Awareness, knowledge and regulation of one’s own thinking; often phrased as “thinking about thinking”, “knowing about knowing”, or “cognition about cognition”.
In learning contexts it describes how students plan, monitor, evaluate and, if necessary, change their learning behaviours.
Practical orientation: empowers learners to become self-directed, adaptive and strategic.
Temporal Phases of Metacognition
Before a task
Anticipating what the task demands.
Selecting an approach or strategy in advance.
During a task
Actively monitoring progress toward the goal.
Making mid-course corrections when necessary.
After a task
Reflecting on both the process and the product.

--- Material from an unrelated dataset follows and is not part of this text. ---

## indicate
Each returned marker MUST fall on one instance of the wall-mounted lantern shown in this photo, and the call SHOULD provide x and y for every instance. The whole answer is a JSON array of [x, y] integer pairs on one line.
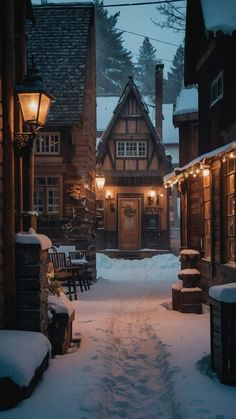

Extracting lessons for future tasks.
Components of Metacognition
Two broad, interacting pillars:
Metacognitive Knowledge
Metacognitive Regulation
Metacognitive Knowledge: 3 Sub-Types
Declarative knowledge – knowing what: facts about one’s own abilities, the task, or available strategies
Example: “I struggle to remember historical dates.”
Procedural knowledge – knowing how to enact strategies or skills
Example: “I know the steps of the SQ3R reading method.”
Conditional knowledge – knowing when & why a strategy works
Example: “Scanning headings first helps me grasp the big picture when a chapter is concept-dense.”